Slow week-end : Diriger sans se détruire
Non, la lenteur n'est pas s'arrêter.
Quand j'entends le mot « lenteur », une part de moi se crispe encore. Je me dis : impossible. Il y a trop à faire, trop à porter. Nous sommes nombreuses à courir une course dont on ne voit plus la ligne d'arrivée, croulant sous les impératifs, qu'on soit cadre dirigeante, CEO ou présidente. S'arrêter n'est pas une option. Alors quand on me parle de ralentir, j'entends une injonction de plus, un luxe que je ne peux pas m'offrir. Cette peur, je la connais de l'intérieur.
Alors soyons claires, entre nous. La lenteur dont je parle n'est pas l'arrêt. Ce n'est pas faire moins. C'est cesser de tout faire en même temps, à la même intensité, comme si chaque tâche avait la même urgence. Une dirigeante ne peut pas s'arrêter, je le sais. Mais elle peut choisir où va sa vitesse.
Car le vrai problème n'est pas la quantité de choses à faire. C'est qu'on les traite toutes comme si elles étaient décisives, alors que cinq pour cent de nos décisions déterminent les quatre-vingt-quinze autres. La lenteur, ce n'est donc pas ralentir sur tout. C'est ralentir sur ce qui compte, assez pour le voir clairement, et laisser filer le reste sans culpabilité. C'est un tri, pas un renoncement.

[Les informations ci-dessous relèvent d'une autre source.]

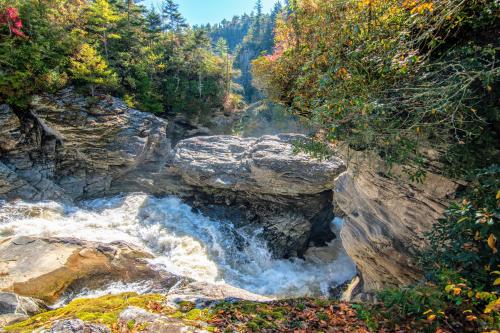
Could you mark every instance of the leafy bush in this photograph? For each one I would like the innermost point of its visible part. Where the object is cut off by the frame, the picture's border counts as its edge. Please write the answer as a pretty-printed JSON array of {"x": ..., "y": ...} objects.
[{"x": 462, "y": 267}]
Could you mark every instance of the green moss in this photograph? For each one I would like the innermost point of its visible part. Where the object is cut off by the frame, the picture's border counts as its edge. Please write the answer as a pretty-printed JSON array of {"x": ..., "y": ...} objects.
[{"x": 104, "y": 310}]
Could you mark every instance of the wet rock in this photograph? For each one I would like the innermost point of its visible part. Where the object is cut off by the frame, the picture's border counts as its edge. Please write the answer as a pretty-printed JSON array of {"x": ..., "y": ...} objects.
[
  {"x": 76, "y": 326},
  {"x": 267, "y": 165},
  {"x": 45, "y": 268},
  {"x": 70, "y": 149},
  {"x": 10, "y": 129},
  {"x": 12, "y": 303},
  {"x": 262, "y": 183},
  {"x": 148, "y": 322},
  {"x": 203, "y": 293}
]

Le Slow Week-end n'est pas une évasion hors de la vie sérieuse. C'est une remise en ordre. On ne descend pas du train, on répare la machine qui le conduit : sa propre clarté, sa propre énergie. Aucune dirigeante ne laisserait tourner une infrastructure critique sans maintenance. Or ton actif le plus critique, celui sans lequel rien ne tient, c'est toi.
Et voici ce que j'ai vérifié, moi qui déteste perdre mon temps : après un vrai temps lent, on va plus vite. Plus juste, plus net, moins de faux départs et de décisions à refaire. Mes meilleures intuitions ne sont jamais nées dans l'urgence, mais dans l'espace que j'avais défendu contre elle. La lenteur n'est pas volée au travail. Elle le rend meilleur.
Je ne te demande donc pas de sortir de la course. Je l'ai courue comme toi, à fond, jusqu'à ce qu'elle me jette à l'hôpital. Ce que j'ai appris là n'est pas qu'il faut s'arrêter. C'est qu'on peut mener la même course sans qu'elle nous détruise, à condition de savoir, de loin en loin, ralentir juste ce qu'il faut pour tenir la distance.
La lenteur n'est pas le contraire de la vitesse. C'est ce qui l'empêche de nous emporter.